1. Analytical Framework

We used the following three steps to measure spatial accessibility to ICU beds under the temporal uncertainty of supply and mobility. 1) Calculate the probability distribution of supply and mobility, which would be used as the randomized input variables in the Monte-Carlo simulation.
2) Assess spatial accessibility to ICU beds 999 times (i.e., Monte-Carlo simulation) to investigate the impacts of the two randomized variables on the measures. The simulation provided the stochastic distribution of the measures for each location.
3) Spatial clustering was implemented to group locations based on the measures and to demonstrate which locations had sufficient and reliable accessibility.

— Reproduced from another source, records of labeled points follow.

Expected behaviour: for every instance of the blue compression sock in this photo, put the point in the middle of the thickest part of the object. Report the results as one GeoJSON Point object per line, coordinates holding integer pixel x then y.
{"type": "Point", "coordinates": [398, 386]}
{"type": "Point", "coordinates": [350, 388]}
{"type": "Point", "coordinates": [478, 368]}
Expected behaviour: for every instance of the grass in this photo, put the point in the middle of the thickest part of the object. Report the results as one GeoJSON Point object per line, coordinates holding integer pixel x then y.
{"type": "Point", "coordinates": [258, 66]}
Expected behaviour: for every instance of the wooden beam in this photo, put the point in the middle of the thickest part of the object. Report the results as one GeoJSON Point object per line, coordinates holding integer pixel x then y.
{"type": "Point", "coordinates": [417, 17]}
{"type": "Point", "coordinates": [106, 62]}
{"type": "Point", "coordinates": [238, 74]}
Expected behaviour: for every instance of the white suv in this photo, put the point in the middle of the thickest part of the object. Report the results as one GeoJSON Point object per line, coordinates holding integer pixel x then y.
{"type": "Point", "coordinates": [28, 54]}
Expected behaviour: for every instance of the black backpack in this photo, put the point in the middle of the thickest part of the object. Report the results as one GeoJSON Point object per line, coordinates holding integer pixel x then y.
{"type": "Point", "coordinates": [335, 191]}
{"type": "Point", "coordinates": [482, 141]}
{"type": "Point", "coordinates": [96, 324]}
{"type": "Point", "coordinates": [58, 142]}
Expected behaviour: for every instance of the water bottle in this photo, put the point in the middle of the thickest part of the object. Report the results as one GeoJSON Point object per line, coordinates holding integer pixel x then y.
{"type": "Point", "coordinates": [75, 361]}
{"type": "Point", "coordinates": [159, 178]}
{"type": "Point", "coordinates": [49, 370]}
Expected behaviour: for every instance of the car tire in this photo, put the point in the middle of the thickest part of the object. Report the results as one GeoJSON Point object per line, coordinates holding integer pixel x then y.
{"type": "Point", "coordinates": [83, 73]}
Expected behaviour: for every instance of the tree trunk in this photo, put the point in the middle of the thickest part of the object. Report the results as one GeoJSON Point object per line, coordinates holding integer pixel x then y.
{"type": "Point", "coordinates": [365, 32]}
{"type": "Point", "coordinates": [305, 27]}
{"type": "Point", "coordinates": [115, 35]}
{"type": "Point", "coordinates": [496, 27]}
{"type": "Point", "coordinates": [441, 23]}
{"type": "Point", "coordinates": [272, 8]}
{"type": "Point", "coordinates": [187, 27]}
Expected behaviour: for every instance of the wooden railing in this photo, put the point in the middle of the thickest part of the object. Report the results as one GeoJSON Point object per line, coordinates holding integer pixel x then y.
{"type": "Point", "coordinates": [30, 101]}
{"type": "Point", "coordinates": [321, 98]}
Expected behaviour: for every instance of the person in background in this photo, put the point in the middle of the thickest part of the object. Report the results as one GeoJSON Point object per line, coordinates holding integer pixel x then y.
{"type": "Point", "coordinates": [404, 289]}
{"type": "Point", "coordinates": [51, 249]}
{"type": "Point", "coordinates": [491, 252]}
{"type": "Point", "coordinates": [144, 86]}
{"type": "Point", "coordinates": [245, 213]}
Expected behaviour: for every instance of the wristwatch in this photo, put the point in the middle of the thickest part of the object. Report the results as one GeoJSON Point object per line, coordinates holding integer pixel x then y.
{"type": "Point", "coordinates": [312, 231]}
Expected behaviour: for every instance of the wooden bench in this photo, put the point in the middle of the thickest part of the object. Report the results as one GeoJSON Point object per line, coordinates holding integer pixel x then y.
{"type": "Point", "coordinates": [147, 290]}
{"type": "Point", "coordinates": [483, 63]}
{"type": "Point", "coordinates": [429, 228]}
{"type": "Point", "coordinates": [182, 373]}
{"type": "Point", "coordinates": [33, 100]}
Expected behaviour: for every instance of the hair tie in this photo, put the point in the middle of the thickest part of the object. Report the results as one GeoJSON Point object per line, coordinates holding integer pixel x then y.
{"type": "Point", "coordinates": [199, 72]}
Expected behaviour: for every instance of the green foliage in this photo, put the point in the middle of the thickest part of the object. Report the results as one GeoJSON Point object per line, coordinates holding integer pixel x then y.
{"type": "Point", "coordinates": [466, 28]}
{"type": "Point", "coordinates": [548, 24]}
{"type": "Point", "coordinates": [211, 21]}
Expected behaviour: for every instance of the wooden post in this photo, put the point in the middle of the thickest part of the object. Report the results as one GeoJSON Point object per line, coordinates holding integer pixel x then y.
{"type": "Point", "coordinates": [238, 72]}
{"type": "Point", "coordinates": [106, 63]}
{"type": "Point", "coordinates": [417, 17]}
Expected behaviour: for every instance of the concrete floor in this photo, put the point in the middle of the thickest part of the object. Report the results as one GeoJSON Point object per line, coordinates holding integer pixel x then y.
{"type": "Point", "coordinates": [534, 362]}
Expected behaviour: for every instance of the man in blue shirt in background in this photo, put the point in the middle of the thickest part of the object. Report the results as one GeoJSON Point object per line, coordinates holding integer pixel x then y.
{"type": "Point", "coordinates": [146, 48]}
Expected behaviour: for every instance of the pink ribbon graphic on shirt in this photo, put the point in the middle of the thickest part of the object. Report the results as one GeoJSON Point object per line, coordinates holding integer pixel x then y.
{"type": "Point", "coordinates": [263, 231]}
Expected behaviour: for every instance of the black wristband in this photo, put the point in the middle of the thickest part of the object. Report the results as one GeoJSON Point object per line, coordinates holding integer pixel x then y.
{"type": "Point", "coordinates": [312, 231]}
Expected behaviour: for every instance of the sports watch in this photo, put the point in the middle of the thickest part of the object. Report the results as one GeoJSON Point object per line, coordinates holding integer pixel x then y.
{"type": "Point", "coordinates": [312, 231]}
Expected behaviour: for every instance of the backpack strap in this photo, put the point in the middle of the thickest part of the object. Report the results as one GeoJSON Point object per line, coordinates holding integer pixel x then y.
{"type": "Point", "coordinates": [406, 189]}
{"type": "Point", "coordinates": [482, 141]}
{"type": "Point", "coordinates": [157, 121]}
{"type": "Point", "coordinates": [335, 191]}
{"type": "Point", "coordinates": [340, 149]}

1.1. Calculate probability distribution of supply and mobility

In [7]:
fig = plt.figure(figsize=(12,6))
ax1 = fig.add_subplot(1, 2, 1)

aval_ratio['Harris'].hist(bins=[10, 15, 20, 25, 30, 35, 40, 45, 50, 55], ax=ax1, color='black', grid=False)
plt.xticks(list(range(0, 105, 10)), fontsize=20)
plt.yticks(fontsize=20)
ax1.set_ylabel('Days (total = 153)', fontsize=24)
ax1.set_xlabel('Availability (%)', fontsize=24)
ax1.set_xlim(0, 100)

ax2 = fig.add_subplot(1, 2, 2)
plt.hist(mobility['inbound'], bins=list(range(0, 75, 5)), label='Inbound', edgecolor='#b2df8a', linewidth=3, histtype='step')
plt.hist(mobility['outbound'], bins=list(range(0, 75, 5)), label='Outbound' , edgecolor='#1f78b4', linewidth=3, histtype='step')
plt.legend(loc='upper left', fontsize='x-large')
ax2.set_ylabel('Frequency (total = 56)', fontsize=24)
ax2.set_xlabel('Traffic speed (mph)', fontsize=24)
ax2.set_xlim(0, 70)
plt.xticks(fontsize=20)
plt.yticks([0, 5, 10, 15, 20],fontsize=20)

plt.tight_layout()
In [8]:
# Calculate the percentage of how many percentage of ICU beds are available
probs = [0, 0.2, 0.4, 0.6, 0.8, 1.0]

supply_prob = pd.DataFrame(index=county_list, columns=probs)
for county in county_list:
    for idx, val in enumerate(probs):
        if idx == len(probs) - 1:
            break
            
        supply_prob.loc[county, probs[idx+1]] = aval_ratio.loc[(aval_ratio[county] >= val*100) & (aval_ratio[county] < probs[idx +1]*100)].shape[0]
    
supply_prob = supply_prob / 153
supply_prob = supply_prob.drop(columns=[0.0])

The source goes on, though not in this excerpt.